今週も薩摩の青少年教育「郷中教育」についてご紹介しています。
先週からお伝えしていますように、薩摩の朝鮮の役出征に伴い、鶴丸城下の風紀は大いに乱れ、留守居役の新納忠元は、心を痛めます。
そこで、自分が少年時代に日新公を中心として催された組織『咄』にならって、新たな組織『二才咄』を作ります。そして忠元は、その組織に属する若侍が日頃守らなければならないルールを『二才咄格式定目』と定めました。

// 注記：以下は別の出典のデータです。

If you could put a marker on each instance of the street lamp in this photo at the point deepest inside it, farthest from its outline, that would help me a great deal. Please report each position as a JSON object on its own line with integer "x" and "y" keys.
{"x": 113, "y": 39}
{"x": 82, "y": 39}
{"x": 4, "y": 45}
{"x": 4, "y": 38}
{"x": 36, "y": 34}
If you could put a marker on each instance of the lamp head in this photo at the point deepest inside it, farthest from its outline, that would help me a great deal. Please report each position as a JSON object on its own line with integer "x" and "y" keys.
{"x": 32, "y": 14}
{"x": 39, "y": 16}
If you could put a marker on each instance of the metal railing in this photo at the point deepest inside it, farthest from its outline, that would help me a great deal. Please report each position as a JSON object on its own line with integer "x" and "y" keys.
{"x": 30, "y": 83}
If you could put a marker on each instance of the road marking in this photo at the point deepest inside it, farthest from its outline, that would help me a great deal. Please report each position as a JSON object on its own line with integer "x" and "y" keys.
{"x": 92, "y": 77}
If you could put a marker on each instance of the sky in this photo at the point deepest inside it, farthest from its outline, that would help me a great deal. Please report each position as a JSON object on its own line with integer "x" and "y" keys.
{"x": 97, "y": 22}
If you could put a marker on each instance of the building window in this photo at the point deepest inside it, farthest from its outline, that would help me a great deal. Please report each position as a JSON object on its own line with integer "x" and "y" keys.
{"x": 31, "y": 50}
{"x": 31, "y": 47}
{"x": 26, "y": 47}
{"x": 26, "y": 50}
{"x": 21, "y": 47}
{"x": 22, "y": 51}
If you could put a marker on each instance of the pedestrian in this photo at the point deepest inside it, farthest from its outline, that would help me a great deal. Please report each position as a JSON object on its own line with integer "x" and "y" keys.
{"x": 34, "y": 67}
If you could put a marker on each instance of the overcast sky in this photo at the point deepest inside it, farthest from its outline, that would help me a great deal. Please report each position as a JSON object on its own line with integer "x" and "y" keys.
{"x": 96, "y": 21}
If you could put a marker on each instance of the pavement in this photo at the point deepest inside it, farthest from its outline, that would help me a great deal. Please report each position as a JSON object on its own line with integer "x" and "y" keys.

その中で薩摩の諺として、この言葉をご存知でしょうか?
「山坂の達者は心懸くべきこと」
これは、「男子たる者は、険しい山道や坂道も達者に越えられる、たくましい足腰を鍛えておかなければいけない。その為には、普段から身体の訓練をしておき、いざと言う場合に備えておくべきである」
という意味です。
この山坂達者は、現在でも見ることが出来ます。
それは秋、柿の実が紅く色づくころに行われる「妙円寺詣り」です。
慶長5年、関ヶ原の戦いにちなみ、妙円寺跡の徳重神社までのおよそ20キロの道のりを歩いて参拝する伝統行事です。昔は、往復40キロの道のりを鎧・兜に身を固め、夜を徹して歩いていたので、足腰が鍛えられていなければできないことでした。
鹿児島にはこの妙円寺詣りの他に、現在の鹿児島市吉野町の心岳寺詣り、加世田詣りなどの参詣行事がありました。
背景には、神社が建設されている地方の二才衆、つまりその地方の郷中と親睦を深めるという重要な意味があったようです。
詳しくは、それぞれの神社詣りの日にご紹介する予定です。
では、今日も、鹿児島のこの言葉でお別れしましょう。また来週。毎日ごわんそ!